Soon after taking up his position, Davy began to bang out new elements one after another--potassium, sodium, magnesium, calcium, strontium, and aluminum or aluminium, depending on which branch of English you favor. * 13 He discovered so many elements not so much because he was serially astute as because he developed an ingenious technique of applying electricity to a molten substance--electrolysis, as it is known. Altogether he discovered a dozen elements, a fifth of the known total of his day. Davy might have done far more, but unfortunately as a young man he developed an abiding attachment to the buoyant pleasures of nitrous oxide. He grew so attached to the gas that he drew on it (literally) three or four times a day. Eventually, in 1829, it is thought to have killed him.
Fortunately more sober types were at work elsewhere. In 1808, a dour Quaker named John Dalton became the first person to intimate the nature of an atom (progress that will be discussed more completely a li
ttle further on), and in 1811 an Italian with the splendidly operatic name of Lorenzo Romano Amadeo Carlo Avogadro, Count of Quarequa and Cerreto, made a discovery that would prove highly significant in the long term--namely, that two equal volumes of gases of any type, if kept at the same pressure and temperature, will contain identical numbers of molecules.
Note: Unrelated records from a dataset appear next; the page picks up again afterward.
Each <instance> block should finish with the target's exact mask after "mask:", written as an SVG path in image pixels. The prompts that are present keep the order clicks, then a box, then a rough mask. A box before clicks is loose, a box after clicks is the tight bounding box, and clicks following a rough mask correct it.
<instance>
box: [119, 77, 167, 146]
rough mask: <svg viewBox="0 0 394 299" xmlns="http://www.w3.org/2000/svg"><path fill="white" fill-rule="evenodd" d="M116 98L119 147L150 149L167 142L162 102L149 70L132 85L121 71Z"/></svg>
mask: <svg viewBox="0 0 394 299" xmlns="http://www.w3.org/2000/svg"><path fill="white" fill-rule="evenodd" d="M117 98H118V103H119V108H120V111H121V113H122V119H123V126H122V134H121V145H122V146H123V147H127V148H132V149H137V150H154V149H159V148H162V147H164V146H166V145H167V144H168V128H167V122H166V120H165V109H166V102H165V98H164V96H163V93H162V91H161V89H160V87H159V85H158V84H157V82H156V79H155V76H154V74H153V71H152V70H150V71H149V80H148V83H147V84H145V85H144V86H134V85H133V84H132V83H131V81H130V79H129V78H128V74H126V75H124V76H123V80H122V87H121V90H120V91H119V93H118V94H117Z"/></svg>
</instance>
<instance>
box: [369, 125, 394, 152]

Two things were notable about Avogadro's Principle, as it became known. First, it provided a basis for more accurately measuring the size and weight of atoms. Using Avogadro's mathematics, chemists were eventually able to work out, for instance, that a typical atom had a diameter of 0.00000008 centimeters, which is very little indeed. And second, almost no one knew about Avogadro's appealingly simple principle for almost fifty years. * 14
Partly this was because Avogadro himself was a retiring fellow--he worked alone, corresponded very little with fellow scientists, published few papers, and attended no meetings--but also it was because there were no meetings to attend and few chemical journals in which to publish. This is a fairly extraordinary fact. The Industrial Revolution was driven in large part by developments in chemistry, and yet as an organized science chemistry barely existed for decades.
The Chemical Society of London was not founded until 1841 and didn't begin to produce a regular journal until 1848, by which time most learned societies in Britain--Geological, Geographical, Zoological, Horticultural, and Linnaean (for naturalists and botanists)--were at least twenty years old and often much more. The rival Institute of Chemistry didn't come into being until 1877, a year after the founding of the American Chemical Society. Because chemistry was so slow to get organized, news of Avogadro's important breakthrough of 1811 didn't begin to become general until the first international chemistry congress, in Karlsruhe, in 1860.
Because chemists for so long worked in isolation, conventions were slow to emerge. Until well into the second half of the century, the formula H 2 O 2 might mean water to one chemist but hydrogen peroxide to another. C 2 H 4 could signify ethylene or marsh gas. There was hardly a molecule that was uniformly represented everywhere.